American publishing company

Cheap Street Press was an American small publishing company started up in 1980 and operated by the husband-wife duo, George and Jan O'Nale, in their rural home near New Castle, Virginia. Cheap Street concentrated on publishing limited edition books, signed and numbered, of science fiction and fantasy works. Their books were hand-printed letterpress by George on fine (often handmade) paper and hand-bound in fine cloth and leather with matching drop-back boxes.

Their books were typically issued in editions of 50 to 200 copies, and sold for up to $250 each. They approached authors who they identified for excellence in writing quality.

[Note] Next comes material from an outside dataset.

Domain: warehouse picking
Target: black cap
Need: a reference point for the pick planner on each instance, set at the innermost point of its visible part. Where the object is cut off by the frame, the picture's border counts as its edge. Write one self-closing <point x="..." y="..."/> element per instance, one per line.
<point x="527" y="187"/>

George and Jan O'Nale were hermitic in their habits, living in a fairly unpopulated area in the Virginian countryside. In 2002, the O'Nales donated their collection of books and press materials to Tulane University, and then committed suicide in the spring of 2003, citing increasing health problems.

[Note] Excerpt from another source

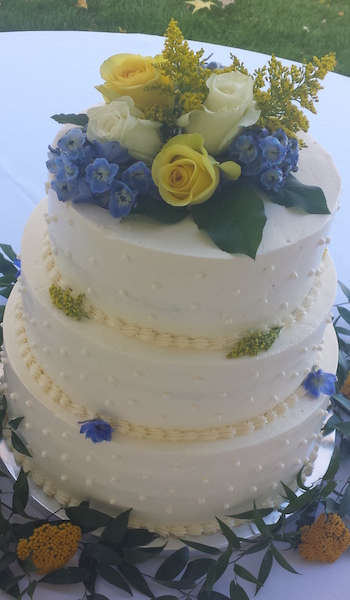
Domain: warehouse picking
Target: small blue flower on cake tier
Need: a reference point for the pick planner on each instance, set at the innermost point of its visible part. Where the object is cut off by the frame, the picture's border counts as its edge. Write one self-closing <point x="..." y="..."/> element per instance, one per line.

A sampling of books published by Cheap Street Press:
- At the Double Solstice by Gregory Benford
- Paperjack by Charles de Lint
- Torturing Mr. Amberwell by Thomas M. Disch
- The Adventures of Cobble's Rune by Ursula K. Le Guin
- The Beautiful Biting Machine by Tanith Lee
- Ervool by Fritz Leiber
- The Girl Who Heard Dragons by Anne McCaffrey
- Red Noise by John Sladek
- Flying Saucer Rock and Roll by Howard Waldrop
- The Arimaspian Legacy by Gene Wolfe
- On Saint Hubert's Thing by Chelsea Quinn Yarbro
- A Rhapsody in Amber by Roger Zelazny

Other items published by Cheap Street Press:
- Pamphlet: The Complete Twelve Hours of the Night by "William Ashbless", a pen name for James Blaylock and Tim Powers.